Hace cincuenta años España empezó a mirar hacia la vecina Portugal, en plena revolución de los claveles, para encontrar lo que aún no existía en aquel país en dictadura: la democracia

La hora que la política atraviesa un momento en el que hasta el llanto y el crujir de dientes se refleja en la cara de un presidente de Gobierno, legalmente elegido, es el momento de mirar esas efemérides que nos transforman como seres humanos porque hablan de libertad, compromiso, ética, estética y belleza moral. Me refiero al pasado jueves 25 de abril, día en el que desde hace 50 años celebro, esté donde esté, aquella revolución de Portugal en la que los soldados le sacaron las balas del dictador Marcelo Caetano a los fusiles, los llenaron de la belleza de los claveles que una camarera se llevaba de un banquete suspendido y convirtieron la plaza del Rossio en un nuevo espacio donde las notas de la canción Grandola, vila morena alertaban a los españoles amantes de la libertad a imaginar un tiempo parecido en España, el que poco después se llamaría Transición.
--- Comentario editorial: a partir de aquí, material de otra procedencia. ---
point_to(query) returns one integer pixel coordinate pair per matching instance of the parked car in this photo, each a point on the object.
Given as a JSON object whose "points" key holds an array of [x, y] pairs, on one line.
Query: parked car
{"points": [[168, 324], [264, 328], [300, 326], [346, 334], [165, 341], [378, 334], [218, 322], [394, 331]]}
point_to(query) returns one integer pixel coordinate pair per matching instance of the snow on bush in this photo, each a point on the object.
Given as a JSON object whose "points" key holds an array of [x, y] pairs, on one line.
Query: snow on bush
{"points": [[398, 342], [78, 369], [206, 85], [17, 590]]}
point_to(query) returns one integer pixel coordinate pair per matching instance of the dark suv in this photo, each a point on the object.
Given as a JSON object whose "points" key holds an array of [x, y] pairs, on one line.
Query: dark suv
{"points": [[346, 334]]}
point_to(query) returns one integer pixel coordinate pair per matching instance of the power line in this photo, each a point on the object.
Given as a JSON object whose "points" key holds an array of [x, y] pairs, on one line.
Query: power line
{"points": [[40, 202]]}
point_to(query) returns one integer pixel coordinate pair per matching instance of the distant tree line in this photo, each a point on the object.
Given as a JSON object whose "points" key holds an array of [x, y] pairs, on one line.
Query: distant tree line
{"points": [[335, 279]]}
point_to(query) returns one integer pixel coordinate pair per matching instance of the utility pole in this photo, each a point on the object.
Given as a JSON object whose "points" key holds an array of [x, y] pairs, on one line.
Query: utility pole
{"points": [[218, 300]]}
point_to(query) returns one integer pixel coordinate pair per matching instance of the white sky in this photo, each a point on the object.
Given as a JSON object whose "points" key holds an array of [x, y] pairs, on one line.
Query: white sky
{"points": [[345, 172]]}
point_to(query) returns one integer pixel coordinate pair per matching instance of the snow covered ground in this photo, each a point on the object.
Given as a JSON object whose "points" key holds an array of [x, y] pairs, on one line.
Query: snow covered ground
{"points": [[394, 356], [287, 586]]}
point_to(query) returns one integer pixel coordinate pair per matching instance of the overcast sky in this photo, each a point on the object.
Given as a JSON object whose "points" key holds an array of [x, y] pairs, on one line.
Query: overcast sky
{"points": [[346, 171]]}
No sé si las clases de aquella mañana habían sido de Estética, Sociología o Filosofía del Derecho, lo cierto es que éramos muy jóvenes y acabábamos de salir de la «Ponti», la Universidad Pontificia de Salamanca, donde cursábamos el último año de la carrera de Filosofía Pura. Era jueves 25 de abril, hacía sol y casi como todos los días a esas horas nos parábamos en alguno de los bares del Paseo de las Carmelitas, antes de llegar a la Puerta de Zamora, por donde vivíamos, donde ponían tapa gratis con las cervezas y los tintos. Y tampoco me acuerdo de la tapa que nos pusieron, si jeta, farinato, morros, torreznos, patatas o ancas de rana. Lo cierto es que aunque era un tiempo sin móviles, ordenadores ni internet, por la radio, por la televisión del bar o por los comentarios de los clientes y de mis compañeros Pepe Aranda, Ángel López Alegre y José Ángel Costa Berni se me quedaría grabada para siempre la noticia de aquella madrugada en Portugal, el alumbramiento de una primavera de claveles rojos adornando cañones de fusiles. El pasado jueves, 25, hizo cincuenta años, tiempo en que España empezó a mirar a Portugal para encontrar lo que aún no existía en aquel país en dictadura: la democracia.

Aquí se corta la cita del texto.